Apparently the GOP is very concerned about fairness, especially for its friends and campaign contributors. House Majority Leader Paul Stam sponsored Tax Fairness in Education, which props up his buddies in the private school industry at the expense of public schools. Families whose household income is less than $100,000 can receive a tax credit of $2,500 per child if they withdraw their kids from public schools and enroll them in private schools or homeschool them.
Level Playing Field/ Local Government Competition prohibits cities and counties from building their own broadband networks, becausecall a waaambulance!the telecommunications companies claimed the competition was unfair. Even though these telcos refuse to extend broadband service to rural North Carolina. Even though their service is often substandard. Even though these companies have received millions of dollars in tax breaks from the state. Now that's unfair.
Such a dull-sounding title, Consumer Finance Act Amendments, but if you're a predatory lender, it sounds like money. These shady businesses could increase the size of the loan to an amount you are incapable of repaying—while adding fees and hiking the interest rate to as much as 36 percent. Even if your loan is just $1,500, that's an extra $540 in interest you could owe.
Selective Vegetation Removal: No, sadly it's not an election reform bill to boot Stam out of office.
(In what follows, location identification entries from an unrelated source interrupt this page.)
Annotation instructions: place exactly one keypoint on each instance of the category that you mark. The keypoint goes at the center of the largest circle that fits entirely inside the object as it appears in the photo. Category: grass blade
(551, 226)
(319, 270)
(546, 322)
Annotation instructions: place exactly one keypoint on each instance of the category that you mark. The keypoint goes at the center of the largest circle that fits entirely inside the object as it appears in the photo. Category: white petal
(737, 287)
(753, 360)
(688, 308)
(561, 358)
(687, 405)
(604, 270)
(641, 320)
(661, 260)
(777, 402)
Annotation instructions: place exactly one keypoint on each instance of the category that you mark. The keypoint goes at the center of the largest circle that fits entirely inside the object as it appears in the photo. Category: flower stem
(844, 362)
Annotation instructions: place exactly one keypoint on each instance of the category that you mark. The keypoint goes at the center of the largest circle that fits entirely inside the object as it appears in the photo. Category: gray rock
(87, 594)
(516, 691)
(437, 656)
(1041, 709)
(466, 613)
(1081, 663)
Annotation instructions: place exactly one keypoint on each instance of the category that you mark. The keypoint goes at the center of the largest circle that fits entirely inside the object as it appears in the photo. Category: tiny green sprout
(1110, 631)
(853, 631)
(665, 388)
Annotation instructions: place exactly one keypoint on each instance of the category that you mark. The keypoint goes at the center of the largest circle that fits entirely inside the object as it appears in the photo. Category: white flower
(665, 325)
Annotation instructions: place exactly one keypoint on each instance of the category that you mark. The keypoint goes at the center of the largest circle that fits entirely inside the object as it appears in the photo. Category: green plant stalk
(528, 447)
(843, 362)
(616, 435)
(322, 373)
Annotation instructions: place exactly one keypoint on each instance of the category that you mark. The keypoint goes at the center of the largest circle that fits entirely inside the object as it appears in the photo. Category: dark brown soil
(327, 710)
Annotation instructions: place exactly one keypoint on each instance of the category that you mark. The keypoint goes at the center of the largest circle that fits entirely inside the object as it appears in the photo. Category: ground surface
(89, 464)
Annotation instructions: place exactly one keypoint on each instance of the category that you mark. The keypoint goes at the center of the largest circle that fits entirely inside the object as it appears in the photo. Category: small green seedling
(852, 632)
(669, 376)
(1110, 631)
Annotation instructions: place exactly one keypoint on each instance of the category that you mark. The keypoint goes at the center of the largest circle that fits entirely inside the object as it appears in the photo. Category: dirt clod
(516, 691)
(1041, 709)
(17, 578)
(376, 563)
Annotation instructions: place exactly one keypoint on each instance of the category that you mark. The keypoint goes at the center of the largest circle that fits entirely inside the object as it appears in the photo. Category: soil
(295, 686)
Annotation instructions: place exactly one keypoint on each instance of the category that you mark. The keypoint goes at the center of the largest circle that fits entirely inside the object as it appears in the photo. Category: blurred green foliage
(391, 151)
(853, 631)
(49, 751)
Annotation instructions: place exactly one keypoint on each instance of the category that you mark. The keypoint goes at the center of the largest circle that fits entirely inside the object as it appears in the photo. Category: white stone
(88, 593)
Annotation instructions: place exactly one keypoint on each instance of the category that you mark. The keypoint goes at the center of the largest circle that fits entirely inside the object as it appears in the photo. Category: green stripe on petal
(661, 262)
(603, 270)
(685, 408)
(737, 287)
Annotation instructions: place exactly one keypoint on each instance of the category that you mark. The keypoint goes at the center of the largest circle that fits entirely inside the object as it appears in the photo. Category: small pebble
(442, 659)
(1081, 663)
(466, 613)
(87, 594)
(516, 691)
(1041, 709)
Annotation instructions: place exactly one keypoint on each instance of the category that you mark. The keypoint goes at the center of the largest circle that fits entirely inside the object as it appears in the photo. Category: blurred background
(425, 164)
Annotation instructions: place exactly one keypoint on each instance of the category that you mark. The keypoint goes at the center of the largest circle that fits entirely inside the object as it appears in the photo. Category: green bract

While the title leads you to believe North Carolinians can improve their topiary skills, in its original form the measure would have forced local governments to allow digital billboards within their jurisdictions. The bill was likely inspired by Durham City Council's refusal to erect these eyesores, but other local governments decided they would like to control their own appearance, and the language was pruned. Now it's merely a bad bill permitting outdoor advertising companies to cut down trees so you can see that Dixie Gun & Knife Show billboard more clearly.